About the Lorentz transformation in Spacetime and Geometry

Question

In Spacetime and Geometry by Sean Carroll, page 18, he said

"We will therefore introduce a somewhat subtle notation, by using the same symbol for both matrices, just with primed and unprimed indices switched. That is, the Lorentz transformation specified by ${\Lambda^{\mu '}}_{\nu}$ has an inverse transformation written as ${\Lambda^{\rho }}_{\sigma'}$. Operationally this implies ${\Lambda^{\mu }}_{\nu'}{\Lambda^{\nu '}}_{\rho}=\delta^{\mu}_{\rho}.$"

I have systematically learned about special relativity before and this really confuses me.

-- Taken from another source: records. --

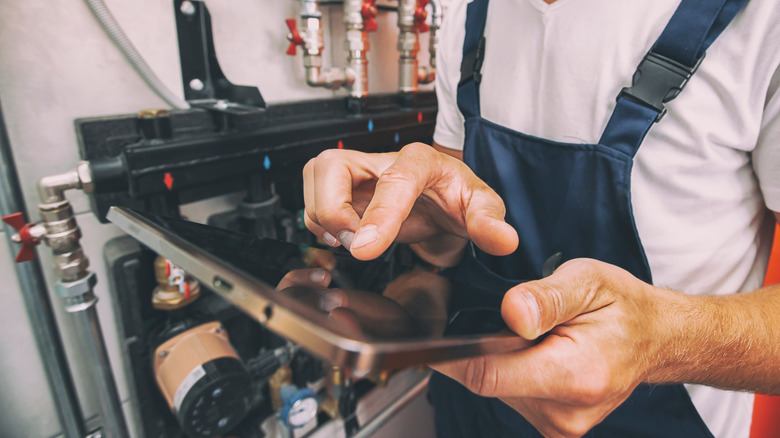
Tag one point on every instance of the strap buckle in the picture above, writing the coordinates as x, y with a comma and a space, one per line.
471, 65
658, 80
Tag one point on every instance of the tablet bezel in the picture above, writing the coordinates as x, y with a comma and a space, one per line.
281, 315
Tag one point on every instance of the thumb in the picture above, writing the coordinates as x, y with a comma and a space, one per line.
536, 307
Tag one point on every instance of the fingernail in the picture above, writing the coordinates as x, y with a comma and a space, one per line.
317, 275
365, 236
329, 301
329, 239
533, 309
345, 237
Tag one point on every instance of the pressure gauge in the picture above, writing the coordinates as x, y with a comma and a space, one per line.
299, 406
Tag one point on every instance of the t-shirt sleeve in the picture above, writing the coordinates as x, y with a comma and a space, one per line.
766, 155
450, 131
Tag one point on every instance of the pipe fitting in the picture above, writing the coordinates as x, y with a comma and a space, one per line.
76, 288
71, 266
86, 181
51, 188
355, 75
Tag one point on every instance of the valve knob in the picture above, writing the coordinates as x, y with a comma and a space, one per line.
420, 15
24, 236
294, 37
369, 12
300, 406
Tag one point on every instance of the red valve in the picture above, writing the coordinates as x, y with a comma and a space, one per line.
420, 15
27, 252
294, 37
369, 12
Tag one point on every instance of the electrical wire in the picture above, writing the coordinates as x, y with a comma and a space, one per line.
117, 35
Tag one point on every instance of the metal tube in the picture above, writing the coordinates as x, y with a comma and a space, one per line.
408, 45
355, 75
76, 285
38, 304
87, 325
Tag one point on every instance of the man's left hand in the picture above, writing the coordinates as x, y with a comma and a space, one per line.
600, 333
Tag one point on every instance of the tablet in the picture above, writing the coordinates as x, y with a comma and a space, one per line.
385, 316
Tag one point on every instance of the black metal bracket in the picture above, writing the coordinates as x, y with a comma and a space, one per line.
205, 84
159, 160
658, 80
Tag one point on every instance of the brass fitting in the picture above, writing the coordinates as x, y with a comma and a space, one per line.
175, 289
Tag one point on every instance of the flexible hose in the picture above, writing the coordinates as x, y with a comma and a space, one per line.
117, 35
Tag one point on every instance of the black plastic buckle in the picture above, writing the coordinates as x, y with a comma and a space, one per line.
471, 65
658, 80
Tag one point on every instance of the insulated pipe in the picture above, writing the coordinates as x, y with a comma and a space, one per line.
76, 287
115, 32
38, 305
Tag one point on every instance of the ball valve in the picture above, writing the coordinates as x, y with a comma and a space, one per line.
29, 235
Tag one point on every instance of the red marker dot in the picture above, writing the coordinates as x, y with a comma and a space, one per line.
168, 180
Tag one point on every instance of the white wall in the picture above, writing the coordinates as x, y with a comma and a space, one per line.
56, 65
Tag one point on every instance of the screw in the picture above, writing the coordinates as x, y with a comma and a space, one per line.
187, 8
197, 85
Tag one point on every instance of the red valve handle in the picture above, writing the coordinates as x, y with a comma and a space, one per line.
294, 37
420, 14
27, 251
369, 12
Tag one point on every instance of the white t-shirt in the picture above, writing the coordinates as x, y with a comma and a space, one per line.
704, 176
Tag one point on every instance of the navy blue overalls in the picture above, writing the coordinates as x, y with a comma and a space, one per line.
575, 199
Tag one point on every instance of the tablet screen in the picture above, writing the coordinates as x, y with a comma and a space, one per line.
379, 300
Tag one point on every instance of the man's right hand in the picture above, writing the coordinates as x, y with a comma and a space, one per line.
368, 201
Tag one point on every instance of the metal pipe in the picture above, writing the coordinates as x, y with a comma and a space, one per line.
84, 313
408, 45
428, 73
356, 45
355, 75
411, 22
76, 287
38, 305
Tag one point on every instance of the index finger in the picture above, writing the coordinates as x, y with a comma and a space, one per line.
336, 175
531, 372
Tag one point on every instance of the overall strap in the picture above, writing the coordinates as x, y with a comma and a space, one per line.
666, 68
473, 54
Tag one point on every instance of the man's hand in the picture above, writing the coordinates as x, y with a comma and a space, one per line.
368, 201
603, 337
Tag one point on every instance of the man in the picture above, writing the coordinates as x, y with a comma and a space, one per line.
554, 166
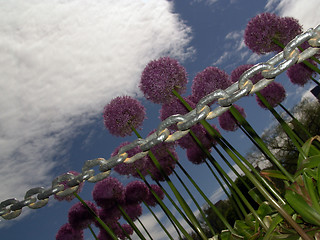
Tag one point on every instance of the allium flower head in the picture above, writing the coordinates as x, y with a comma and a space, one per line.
129, 168
228, 122
263, 29
300, 74
196, 155
236, 73
108, 192
66, 232
80, 217
274, 94
123, 113
209, 80
151, 199
136, 192
160, 77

Shouldn't the inverse of Lorentz transformation be like $\Lambda^{-1}=\eta\Lambda^{T}\eta$ ? Is me misunderstanding things or this book defines the inverse transformation in a weird way?

Answer 1

The effect of general coordinate transformation (passive point of view), or diffeomorphism (active point of view) can be written as $$ g^{\mu' \nu'} = \Lambda^{\mu'}_{\;\alpha}\Lambda^{\nu'}_{\;\beta} g^{\alpha\beta} $$ Multiplying left and right hand by $g_{\lambda'\mu'}$ $$ \delta_{\lambda'}^{\;\nu'} = \Lambda_{\lambda'}^{\;\beta} \Lambda^{\nu'}_{\;\beta} $$ So, $$ \Lambda_{\lambda'}^{\;\beta} = \left(\Lambda^{-1}\right)^{\beta}_{\;\lambda'} $$

For the specific case that $\Lambda$ is a Lorentz transformation (which actis on flat spacetime) then $$ g^{\mu' \nu'} = g^{\mu \nu} $$ and we can discard the primes altogether.